INDUSTRIAL APPLICABILITY According to the present invention, the present invention can be applied to applications such as an audio reproduction device that summarizes and reproduces audio from an audio database and a program for realizing the audio reproduction device by a computer. Further, the present invention can also be applied to a TV / WEB conference apparatus equipped with a function for reproducing audio and a program for realizing the TV / WEB conference apparatus by a computer.

Claims

An audio data storage unit storing audio data;
An audio data dividing unit for dividing the audio data into several utterance unit data;
An importance calculation unit that calculates importance of each utterance unit data based on importance information specified in advance including importance by keywords and importance by a speaker;
A summary unit that selects the utterance unit data in descending order of importance within a range in which the total utterance time falls within a previously specified time;
An audio data summary reproduction apparatus comprising: an audio data reproduction unit that sequentially reproduces and outputs the selected utterance unit data.

In the audio data summary reproduction device according to claim 1,
A voice data summary reproduction device having a function in which the summarizing unit selects the utterance unit data in descending order of importance within a range in which the total utterance time is within a specified time inputted and operated by a user's operation. .

In the audio data summary reproduction device according to claim 1 or 2,
An importance level information determination unit that determines the importance level information by an input by a user's operation, and the importance level calculation unit is configured to determine each utterance unit based on the importance level information determined by the importance level information determination unit.
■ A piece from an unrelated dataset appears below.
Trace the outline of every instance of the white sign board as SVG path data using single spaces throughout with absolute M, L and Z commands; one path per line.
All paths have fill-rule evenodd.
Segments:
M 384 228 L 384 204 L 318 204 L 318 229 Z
An audio data summary playback device having a function of calculating the importance of data.

In the audio data summary reproduction device according to any one of claims 1 to 3,
An audio data summary reproduction apparatus, wherein the audio data dividing unit has a function of dividing the audio data at a delimiter point such as a change of a speaker or a silent section in the audio data.

In the audio data summary reproduction device according to claim 4,
A priority is set for each content of the delimiter points, and the audio data dividing unit delimits the high priority so that the utterance time of each of the utterance unit data falls within a predetermined time. An audio data summary reproducing apparatus having a function of selecting the audio data in order from a point and dividing the audio data.

In the audio data summary reproduction device according to any one of claims 1 to 5,
An audio data summary reproduction device, wherein the audio data reproduction unit has a function of reproducing and outputting the utterance unit data selected by the summary unit in time series.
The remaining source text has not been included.